It takes a certain kind of someone to engage in baby farming. It takes a whole other level of psychosis to murder babies. What kind of person would not only perform both of these horrific acts, but go undetected and unpunished for over 400 deaths over a period of around 20 years?
Amelia Elizabeth Dyer was the most prolific baby farm murderer of Victorian England and was also linked with Jack The Ripper, although this was never proven. She had 3 identified victims, all aged under 14 months old, but was only tried and hanged for one murder.
Unlike most children born in the late 1830’s, Amelia was not born into poverty, and learnt to read and write as a child. Her mother was mentally ill and suffered from violent fits until she died in 1848 under the care of Amelia herself. This is thought to have contributed to her education about the behaviour displayed by mentally ill people, a behaviour she would try to mimic later on in life to explain her horrific actions.
Baby farms provided an undesirable, but convenient, ‘out’ for unmarried pregnant women in Victorian England. Unmarried mothers found it hard to gain an income after the government had removed any financial obligations from fathers of illegitimate children in 1834 and society placed a huge stigma on single mothers. Baby farmers acted as adoption or fostering agents in return for a single, up-front fee or regular payments from the babies mothers. Most baby farms would actually house the pregnant women until they gave birth and then the babies were left with the ‘farmers’ to be looked after as ‘nurse children’.
But because the cost of raising these babies well outweighed the initial amount received from the parent in most cases, the babies were left to die of neglect and malnutrition, or simply killed. These ‘farmed-out’ children were starved to save money and hasten death, drugged with alcohol to keep the noisy ones quiet and pumped full of so many drugs that they simply were too drowsy to eat and died of starvation. So many of these deaths went unreported due to the secretive nature of these baby farms and the shame associated with being connected with one.

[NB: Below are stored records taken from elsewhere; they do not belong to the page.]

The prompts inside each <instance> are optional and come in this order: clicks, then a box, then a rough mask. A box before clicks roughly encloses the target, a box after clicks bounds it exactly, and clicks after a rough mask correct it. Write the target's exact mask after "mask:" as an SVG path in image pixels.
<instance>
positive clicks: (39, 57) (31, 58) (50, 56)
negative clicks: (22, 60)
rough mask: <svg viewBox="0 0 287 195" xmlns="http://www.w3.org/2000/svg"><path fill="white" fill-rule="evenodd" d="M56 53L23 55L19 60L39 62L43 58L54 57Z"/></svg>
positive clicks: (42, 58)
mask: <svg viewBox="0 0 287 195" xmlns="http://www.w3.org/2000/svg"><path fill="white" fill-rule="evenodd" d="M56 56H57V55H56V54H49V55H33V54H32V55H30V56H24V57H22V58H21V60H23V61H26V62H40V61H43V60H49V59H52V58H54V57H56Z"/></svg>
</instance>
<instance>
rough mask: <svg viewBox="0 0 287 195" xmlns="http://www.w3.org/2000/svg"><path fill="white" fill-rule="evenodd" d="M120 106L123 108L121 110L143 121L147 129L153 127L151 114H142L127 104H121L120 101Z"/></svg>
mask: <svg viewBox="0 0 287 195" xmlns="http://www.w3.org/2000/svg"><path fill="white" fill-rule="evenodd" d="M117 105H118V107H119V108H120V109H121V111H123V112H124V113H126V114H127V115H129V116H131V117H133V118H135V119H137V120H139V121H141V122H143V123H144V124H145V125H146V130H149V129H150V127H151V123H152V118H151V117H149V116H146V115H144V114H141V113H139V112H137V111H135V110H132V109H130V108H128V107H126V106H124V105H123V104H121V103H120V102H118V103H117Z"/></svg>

And so this was how Amelia Dyer performed her multiple murders. After marrying and training as a nurse, Amelia found a much more lucrative career in the business of baby farming. She advertised to nurse and adopt a baby from an unwed expectant mother in return for a substantial fee and clothes for the child. She also opened up her home to the expectant women for the duration of her pregnancy. But at some point in her baby farming business boom, she decided to forgo the inconvenience and expense of waiting for the children to die through neglect or starvation and would instead murder them soon after receiving payment.
Dyer is reported to collect the babies and demand lump sum payments from the mothers, return home and strangle them with white edging tape. After attention was drawn when a local doctor became suspicious after being called to her home several times to issue death certificates for babies and young children, (which resulted in a conviction of neglect and a sentence of six months hard labour), Dyer decided she would dispose of the bodies herself and would regularly wrap them in napkins, pop them into carpet bags (usually more than one) with a few bricks and throw them into the River Thames.
But this was to be her undoing, as one night she dumped the body of a baby girl into the Thames and did not weigh it down. She had been hiding it in her house for 3 days but the smell was starting to become unbearable so she dismissed the need for weight and the parcel floated to the surface of the water and was discovered by a bargeman. Identifying marks on the paper led the police to Dyer, who was using the name “Mrs Thomas”. She was arrested and charged with murder. When the Thames was dragged merely days after her arrest, 6 more bodies were found, all identified as victims of Dyer’s by the white tape still around their necks.
“That’s how you can tell it was one of mine” she later told police.
In the end, Dyer was only charged with one murder due to lack of evidence and the only defense Dyer offered was insanity, a behaviour she mastered after watching her mother suffer from a mental illness. It took the jury only 4 and a half minutes to find her guilty and she was hanged on the 10th of April 1896.
After the execution of Dyer, adoption laws were reviewed and made stricter, giving authorities the right to police baby farms to monitor the occurrence of abuse. Unfortunately, despite these efforts, the trafficking and ‘farming out’ of babies did not stop. In 1898, a baby girl was found wrapped like a parcel, on a train carriage. It was determined that this baby had been given to a “Mrs Stewart” for 12 pounds earlier that day and had been dumped shortly after. ‘Mrs Stewart’ beared a remarkable resemblance to Amelia’s Dyer’s daughter, Polly.